The UN Resident Coordinator Dirk Wagner, one of the speakers at the TOPEX conference, drew attention to these problems when he pointed out that Fiji was lagging behind in its commitment to two key Sustainable Development Goals (SDGs) 8&9.
These relate to:
• the promotion of sustained, inclusive and sustainable economic growth
• full and productive employment and decent work for all, and
•sustainable development of infrastructure
Fiji needs close to $900m a year to achieve infrastructure related SDGs and climate change mitigation alone, he said. I
believe Fiji also needs a sincere commitment to achieving these goals — something that the Coalition Government has so far failed to demonstrate.
The increase in VAT to 15 per cent has fuelled further social distress by raising living costs and worsening inflationary trends.
While living costs have soared, wages and salaries have not been increased as promised.
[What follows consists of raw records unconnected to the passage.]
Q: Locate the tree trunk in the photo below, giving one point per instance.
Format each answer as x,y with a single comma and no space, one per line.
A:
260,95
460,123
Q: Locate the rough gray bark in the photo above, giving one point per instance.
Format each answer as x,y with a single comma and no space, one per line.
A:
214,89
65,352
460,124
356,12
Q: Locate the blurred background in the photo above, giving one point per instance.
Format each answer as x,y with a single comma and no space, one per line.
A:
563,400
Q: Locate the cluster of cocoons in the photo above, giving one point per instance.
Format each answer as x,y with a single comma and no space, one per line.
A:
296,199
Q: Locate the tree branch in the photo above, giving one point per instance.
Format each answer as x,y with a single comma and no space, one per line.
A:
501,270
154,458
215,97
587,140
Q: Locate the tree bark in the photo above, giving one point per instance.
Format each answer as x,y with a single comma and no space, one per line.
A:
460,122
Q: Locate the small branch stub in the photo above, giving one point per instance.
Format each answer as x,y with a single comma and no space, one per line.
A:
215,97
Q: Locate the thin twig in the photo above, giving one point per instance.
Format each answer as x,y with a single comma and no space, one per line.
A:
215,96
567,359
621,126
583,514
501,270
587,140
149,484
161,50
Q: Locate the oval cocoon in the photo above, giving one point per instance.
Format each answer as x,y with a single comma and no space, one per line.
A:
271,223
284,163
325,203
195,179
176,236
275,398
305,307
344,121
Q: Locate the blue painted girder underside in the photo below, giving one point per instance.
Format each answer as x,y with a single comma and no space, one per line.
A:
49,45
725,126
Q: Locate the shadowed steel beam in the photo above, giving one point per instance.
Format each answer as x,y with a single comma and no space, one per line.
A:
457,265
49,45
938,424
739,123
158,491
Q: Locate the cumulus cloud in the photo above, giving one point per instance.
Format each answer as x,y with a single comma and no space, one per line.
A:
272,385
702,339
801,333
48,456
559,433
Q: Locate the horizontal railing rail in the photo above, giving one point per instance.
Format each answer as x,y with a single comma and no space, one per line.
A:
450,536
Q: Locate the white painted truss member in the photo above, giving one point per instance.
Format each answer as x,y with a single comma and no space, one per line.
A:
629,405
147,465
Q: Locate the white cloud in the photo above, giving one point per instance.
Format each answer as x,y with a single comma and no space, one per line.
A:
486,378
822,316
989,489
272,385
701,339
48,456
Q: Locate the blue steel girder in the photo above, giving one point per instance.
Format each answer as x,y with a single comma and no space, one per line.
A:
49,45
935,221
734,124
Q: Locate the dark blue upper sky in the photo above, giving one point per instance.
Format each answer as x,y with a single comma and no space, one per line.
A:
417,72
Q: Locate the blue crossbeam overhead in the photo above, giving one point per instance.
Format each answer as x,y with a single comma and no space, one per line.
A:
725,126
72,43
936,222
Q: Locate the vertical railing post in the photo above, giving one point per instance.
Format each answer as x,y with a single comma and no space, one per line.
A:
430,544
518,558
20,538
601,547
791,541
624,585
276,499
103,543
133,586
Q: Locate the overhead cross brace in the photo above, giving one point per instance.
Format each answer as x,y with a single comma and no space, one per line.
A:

Welfare payments and pensions remain inadequate to meet rising household expenses.
Income disparities between the rich and the poor continue to widen under policies that favour the well to do in society.
Instead of giving urgent priority to addressing these challenges, most ministers have been hopping overseas at every opportunity, collecting huge sums in travel allowances and having a grand time.
They have been quick to increase their own salaries and party funds while demanding austerity from the man on the street.
Worse still, all this was done surreptitiously without specific reference to such payments in the 2023/24 Budget or even in Parliament.
Lack of accountability and transparency
Also worrying are:
• a continuing lack of accountability and transparency
• lack of respect for the rule of law
• failure to provide a level playing field and fair opportunities for all. On the business front, the Coalition Government has been criticised for granting tax holidays, while it increased corporate tax for other companies.
It faces serious allegations of funnelling State funds to organisations headed by family members and cronies.
One year has gone and we still don’t have legislation on a code of conduct for holders of high public office and on access to information.
How can the government claim to be accountable or transparent if these two crucial constitutional requirements for good governance are not actioned?
FijiFirst did not do so for eight years. The coalition is prolonging it further.
Access to justice Denial of access to justice and the administration of justice are other crucial matters of concern.
Justice is still denied in the tragic case of the ferris wheel accident in Suva five months ago which ultimately led to two deaths and caused serious injuries to two others.
The two surviving victims have received no assistance to obtain specialised medical attention or compensation despite the seriousness of their injuries.
The minister concerned has still to make public the report on the accident. He keeps fobbing it off with one excuse or another, raising speculation as to what is afoot. It forces one to ask: Does anyone care about the ordinary people?
Equally disturbing is the fact that the Coalition Government has done nothing to rectify the unconstitutional appointments to high judicial offices despite strong criticism from opposition parties and the Fiji Law Society.
Likewise, the case of the Chief Registrar who pleaded guilty to a charge of drunken driving, but was not convicted because the magistrate worried he could lose his job! We get constant platitudes from the government on good governance and inclusivity, but when you write to the ministers on issues of concern, there is no response.
Not even an acknowledgement. What you do get is belligerence and personal abuse.
The very fragile nature of the 3-party coalition itself projects political instability which is sapping much needed investor confidence, and proving to be a real obstacle to growth and job creation.
Some may see this as a rather harsh indictment of the current government, but so is the stark reality of losing 50,000 Fiji citizens in the past 18 months with 23,000 plus leaving so far this year. Isn’t something seriously wrong?
•MAHENDRA P. CHAUDHRY is a former prime minister of Fiji and is also the leader of the Fiji Labour Party. The views expressed in this article are his and not necessarily of this newspaper.